Which jacket was I wearing yesterday? Are they in that one purse? How about the backpack? Did I leave them in my pants that are now IN THE DRYER? Noooo.
—Me, every morning.
There are a lot of useless gadgets on the market — Dash buttons for binders, $700 juicers, internet-connected laser pointers for cats, and the like – but Tile isn’t one of them. It can find your stuff when memory fails you.
Bluetooth trackers, like Tile, are a pretty elegant tech solution for an everyday problem. They’re small, typically no larger than a tin of lip balm. Almost every tracker has the same features (including Trackr, Chipolo, and, of course, Tile): the ability to ring the item from your phone, display the item’s last known or current location on an app, reverse-find a phone by pressing on the tracker itself, and tap into a network of the device’s users to crowdsource your search when the tracker goes out of Bluetooth range.
I bought my Tile more than a year ago. Of the three trackers I considered, Tile had the most Facebook likes and therefore, perhaps, the most users (“millions,” according to the company)?? Yeah. Idk. Those users, I figured, could come in handy when I lose them for good. ¯\_(ツ)_/¯
But even on my own, Tile has come in handy more times than I’d prefer to admit. My boyfriend has been driven INSANE by the 90-decibel Tile chirp I activate every morning to find my door key.
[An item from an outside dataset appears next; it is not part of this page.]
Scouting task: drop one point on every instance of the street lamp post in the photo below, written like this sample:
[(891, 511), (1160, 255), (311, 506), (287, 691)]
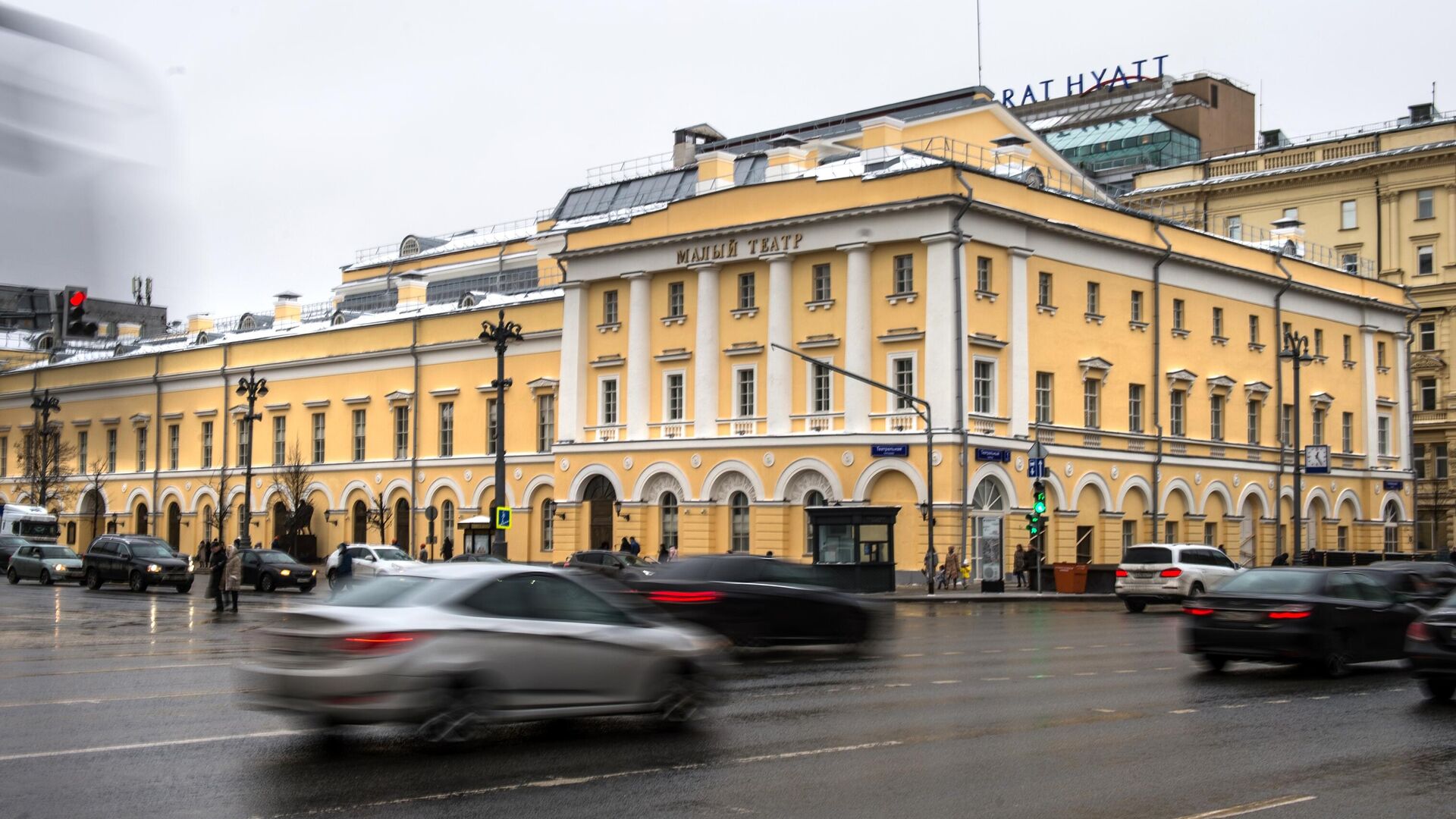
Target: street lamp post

The company sent a review unit over, on loan, and I’ve been playing with it and trying to lose my stuff ever since.
It’s fundamentally the same product as the original Tile, but much slimmer and minus a key ring. There’s an integrated button you can double tap to locate your phone, and it will also appear in the app with a map of its current or last known location. It has the same IP5 splash-proof rating and 100-foot Bluetooth LE range.
The first is price. Slim is $30 for one or $100 for four, while Tile is $25 for one or $70 for four.
Tile Slim also includes four new ringtones: Bionic Birdie, the Classic Call (that my BF wants to destroy), Pep in Your Step, and Blues for Slim. The new sounds, unfortunately, are not rolling out to the original Tile.
Lastly, Slim is designed to be slipped into tight spaces, versus attached with a carabiner or keyring. Adhesives are $5 for a three-pack and are sold separately.
It fits super nicely in the back folio pocket of my Moleskine.
It’s great for chunky wallets, passports, notebooks, and weird backpack pockets. If you prefer a money clip, however, you probably shouldn’t get the Tile Slim. It’s still a little too thick for wallet minimalists.
The Tile Slim is also slightly quieter than the second-generation original Tile at 82 decibels (vs. 90) but still audible when buried at the bottom of your laundry basket.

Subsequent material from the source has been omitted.